Zuckerberg’s lawyers claim that after digging into developer Mircea Voskerician’s version of events, they aren’t convinced a prince who purportedly offered 2 1/2 times that for the property rights really exists.
Voskerician contends the true objective of Zuckerberg’s detective was to intimidate a witness.
The current squabble comes in a dispute that has already exposed internal Facebook e-mails and spurred a $39 million real estate shopping spree to protect the tranquility of Zuckerberg’s two-story home in Palo Alto, California. As the two sides cast aspersions aimed at undermining the other’s credibility, the case moves closer to a trial scheduled for November that may air even more unseemly details.
Whether the developer conjured up a competing offer to make his lawsuit more compelling may prove to be one of those details.
Zuckerberg’s lawyers, aided by San Francisco private investigator Zachary Fechheimer, have been investigating a $4.3 million offer Voskerician said he turned down.

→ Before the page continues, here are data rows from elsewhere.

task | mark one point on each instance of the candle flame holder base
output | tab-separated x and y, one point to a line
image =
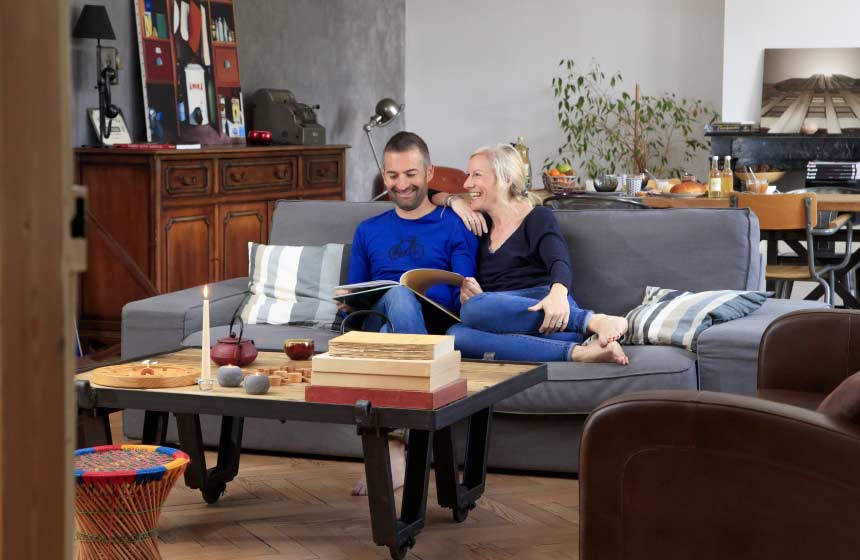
205	384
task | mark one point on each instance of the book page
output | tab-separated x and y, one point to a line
422	279
366	285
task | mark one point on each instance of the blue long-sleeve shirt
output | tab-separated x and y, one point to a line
536	254
386	246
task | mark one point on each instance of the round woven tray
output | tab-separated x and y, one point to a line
142	376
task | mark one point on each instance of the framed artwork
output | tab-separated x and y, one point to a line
118	129
808	90
190	71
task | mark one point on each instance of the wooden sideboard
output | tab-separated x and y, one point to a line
164	220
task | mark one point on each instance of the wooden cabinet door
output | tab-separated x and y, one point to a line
188	247
240	223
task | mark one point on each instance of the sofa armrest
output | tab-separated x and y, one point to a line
160	323
810	351
670	474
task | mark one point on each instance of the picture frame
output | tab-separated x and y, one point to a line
190	71
119	133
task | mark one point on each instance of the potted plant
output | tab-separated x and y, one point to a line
607	130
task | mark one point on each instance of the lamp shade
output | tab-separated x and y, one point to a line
93	23
387	110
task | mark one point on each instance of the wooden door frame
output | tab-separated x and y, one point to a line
36	363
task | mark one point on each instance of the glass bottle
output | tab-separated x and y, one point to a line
727	177
715	180
523	150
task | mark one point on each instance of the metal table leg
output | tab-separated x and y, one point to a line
398	534
154	427
211	482
450	491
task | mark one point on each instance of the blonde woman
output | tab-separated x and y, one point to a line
519	306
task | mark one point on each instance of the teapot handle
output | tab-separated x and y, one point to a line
241	326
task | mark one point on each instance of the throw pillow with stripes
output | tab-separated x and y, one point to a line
678	318
294	285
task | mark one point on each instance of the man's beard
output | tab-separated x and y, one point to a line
411	203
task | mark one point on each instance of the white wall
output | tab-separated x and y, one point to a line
479	72
754	25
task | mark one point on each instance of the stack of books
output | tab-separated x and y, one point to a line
389	370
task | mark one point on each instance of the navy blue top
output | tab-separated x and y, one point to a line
386	246
536	254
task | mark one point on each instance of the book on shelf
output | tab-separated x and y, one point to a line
389	398
390	346
363	295
152	146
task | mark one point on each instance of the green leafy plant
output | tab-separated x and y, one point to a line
607	130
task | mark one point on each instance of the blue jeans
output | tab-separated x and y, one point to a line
402	308
500	322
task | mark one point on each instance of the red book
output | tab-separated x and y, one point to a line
388	398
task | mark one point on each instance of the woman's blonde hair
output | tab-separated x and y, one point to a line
509	170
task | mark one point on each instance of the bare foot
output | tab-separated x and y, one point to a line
397	454
593	353
608	328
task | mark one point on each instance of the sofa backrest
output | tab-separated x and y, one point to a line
615	253
316	222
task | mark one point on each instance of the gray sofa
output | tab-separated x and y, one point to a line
615	254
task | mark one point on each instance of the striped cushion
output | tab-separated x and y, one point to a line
678	318
294	285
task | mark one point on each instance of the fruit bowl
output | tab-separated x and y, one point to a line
561	184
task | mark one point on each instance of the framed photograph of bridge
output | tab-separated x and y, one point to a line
811	89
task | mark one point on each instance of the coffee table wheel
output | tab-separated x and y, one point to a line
400	552
461	513
213	493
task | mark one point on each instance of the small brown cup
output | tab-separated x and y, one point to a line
299	348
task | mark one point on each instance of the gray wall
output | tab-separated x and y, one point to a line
344	55
127	94
488	79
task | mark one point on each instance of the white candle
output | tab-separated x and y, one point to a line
205	366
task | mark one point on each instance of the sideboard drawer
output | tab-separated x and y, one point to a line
322	171
187	178
247	174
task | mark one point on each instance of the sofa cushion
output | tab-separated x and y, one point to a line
270	337
728	353
678	318
577	388
293	285
616	253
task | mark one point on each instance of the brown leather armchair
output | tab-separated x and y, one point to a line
681	474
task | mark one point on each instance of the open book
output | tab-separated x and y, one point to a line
363	295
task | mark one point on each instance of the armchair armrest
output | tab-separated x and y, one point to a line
160	323
683	474
810	351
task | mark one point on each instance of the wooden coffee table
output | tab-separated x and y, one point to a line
429	430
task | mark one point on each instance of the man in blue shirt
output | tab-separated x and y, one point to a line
414	234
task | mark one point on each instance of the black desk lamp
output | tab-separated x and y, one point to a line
94	23
386	111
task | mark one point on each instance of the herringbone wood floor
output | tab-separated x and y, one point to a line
300	509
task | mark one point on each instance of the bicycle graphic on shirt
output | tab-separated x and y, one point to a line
408	246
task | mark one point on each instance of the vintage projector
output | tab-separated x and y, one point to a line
290	122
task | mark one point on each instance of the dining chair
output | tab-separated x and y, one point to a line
592	202
798	212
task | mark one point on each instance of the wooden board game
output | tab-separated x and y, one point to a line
143	376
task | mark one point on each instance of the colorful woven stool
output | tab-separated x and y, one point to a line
119	491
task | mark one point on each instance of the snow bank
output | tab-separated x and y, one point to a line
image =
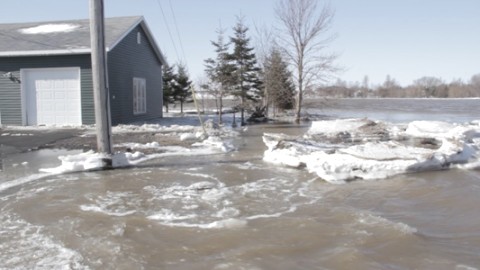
220	141
342	150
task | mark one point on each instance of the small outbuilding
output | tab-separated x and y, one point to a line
46	74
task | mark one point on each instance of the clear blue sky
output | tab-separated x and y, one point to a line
406	39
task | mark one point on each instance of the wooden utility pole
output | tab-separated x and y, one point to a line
100	89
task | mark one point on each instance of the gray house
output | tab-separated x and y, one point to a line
46	76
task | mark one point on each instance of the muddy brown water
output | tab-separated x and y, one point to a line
234	211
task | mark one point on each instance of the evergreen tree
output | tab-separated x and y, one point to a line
220	72
246	71
168	86
182	91
278	83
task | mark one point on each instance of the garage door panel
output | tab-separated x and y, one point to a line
53	96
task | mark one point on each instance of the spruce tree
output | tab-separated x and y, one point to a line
246	71
220	72
182	91
278	83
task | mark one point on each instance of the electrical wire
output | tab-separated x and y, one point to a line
168	29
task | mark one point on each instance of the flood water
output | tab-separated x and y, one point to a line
234	211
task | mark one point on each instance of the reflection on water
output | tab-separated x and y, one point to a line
234	211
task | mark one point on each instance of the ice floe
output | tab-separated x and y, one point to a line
347	149
218	140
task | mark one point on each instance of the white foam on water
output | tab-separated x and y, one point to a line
331	150
24	180
26	246
371	219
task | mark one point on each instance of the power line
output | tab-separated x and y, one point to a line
178	32
168	29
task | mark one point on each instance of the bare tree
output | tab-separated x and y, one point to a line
431	86
304	36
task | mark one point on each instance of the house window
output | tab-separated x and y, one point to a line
139	96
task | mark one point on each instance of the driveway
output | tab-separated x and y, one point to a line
22	140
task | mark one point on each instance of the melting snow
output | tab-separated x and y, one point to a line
49	28
342	150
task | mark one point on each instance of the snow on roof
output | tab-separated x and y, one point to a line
49	28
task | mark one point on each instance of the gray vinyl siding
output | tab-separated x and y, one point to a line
126	61
10	92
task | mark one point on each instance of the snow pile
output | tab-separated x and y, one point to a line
220	141
344	150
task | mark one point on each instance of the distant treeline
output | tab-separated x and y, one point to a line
424	87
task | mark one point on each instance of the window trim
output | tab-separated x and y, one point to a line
139	96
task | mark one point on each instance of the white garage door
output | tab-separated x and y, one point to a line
52	96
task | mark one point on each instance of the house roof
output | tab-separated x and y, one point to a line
66	37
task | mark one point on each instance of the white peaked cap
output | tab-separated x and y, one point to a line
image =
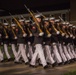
57	20
38	15
63	22
46	19
21	20
5	24
27	20
67	22
13	24
70	25
51	18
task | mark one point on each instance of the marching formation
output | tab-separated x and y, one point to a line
38	40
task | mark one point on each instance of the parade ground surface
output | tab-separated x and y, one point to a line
10	68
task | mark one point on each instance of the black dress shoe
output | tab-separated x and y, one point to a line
53	65
34	66
10	59
18	62
60	64
46	67
2	61
27	63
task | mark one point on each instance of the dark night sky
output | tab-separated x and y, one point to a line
17	6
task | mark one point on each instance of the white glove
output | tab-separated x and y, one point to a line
15	37
67	36
41	34
71	35
30	35
24	35
58	32
6	37
63	34
49	35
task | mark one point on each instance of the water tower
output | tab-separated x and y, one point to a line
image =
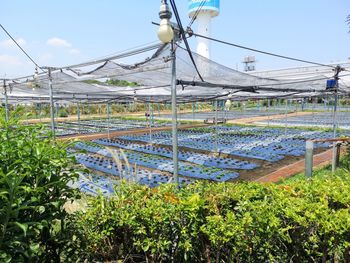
205	11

The developer said he gave Zuckerberg a “discount” price because of the business introductions included in the deal.
James Sagorac, a friend of Voskerician’s who was acting as an intermediary for the original offer, initially refused to name the client he was representing, Zuckerberg’s lawyers said. Under a judge’s order, Voskerician’s lawyer provided Zuckerberg with contact information for Sagorac’s client, identified as a lawyer in South Africa, according to a state court filing in San Jose, California.
The South African, who Zuckerberg’s lawyers said they weren’t able to confirm was registered as a lawyer in that country, disclosed that the offer was made on behalf of a prince, according to the filing.
While refusing to identify the prince, the South African “displayed remarkable interest” in the lawsuit against Zuckerberg, “probing with particular focus on exactly when Mr. Zuckerberg intended to settle the case,” according to Zuckerberg’s filing. “When told no payoff was in the works, the purported lawyer expressed disappointment and disapproval.”
The Facebook chief executive is trying to undermine Voskerician’s credibility so that a judge or jury will find it hard to believe what he alleges, said David Min, a law professor at the University of California at Irvine who’s been following the court battle.
If Voskerician was “in some sort of conspiracy to inflate the apparent price, he seems far less believable in his testimony as far as other claims, such as the promise from Zuckerberg,” Min said.
While Zuckerberg’s lawyer claims the private eye is just doing his job to examine Sagorac’s “bona fides,” Voskerician attorney David Draper sees it differently.
The investigation is part of an “all-out effort to publicly smear” Sagorac, who is “irrelevant” to the lawsuit, and a diversion from the central fraud claims against Zuckerberg, Draper said in a court filing.
When Fechheimer visited the Milwaukee area to talk to Sagorac’s relatives, he told them Sagorac was “the mastermind behind a scheme to swindle money out of Mark Zuckerberg,” according to the filing. The investigator inquired whether Sagorac’s mother had been institutionalized. Sagorac filed a police report in Menlo Park, California, after his girlfriend was contacted by Fechheimer.
“I feel that my family and my girlfriend have been contacted in an effort to slander me and to intimidate me from testifying in this case,” Sagorac said in a court filing.
Patrick Gunn, a lawyer representing Zuckerberg, and Fechheimer declined to comment on the court filings. Draper also declined to comment.
Draper has asked a judge to let him interview Fechheimer. Zuckerberg’s lawyers object, saying that would violate attorney-client confidentiality. A hearing on that dispute is set for Tuesday.
The case is Voskerician v. Zuckerberg, 114CV264667, Superior Court of the California, County of Santa Clara (San Jose).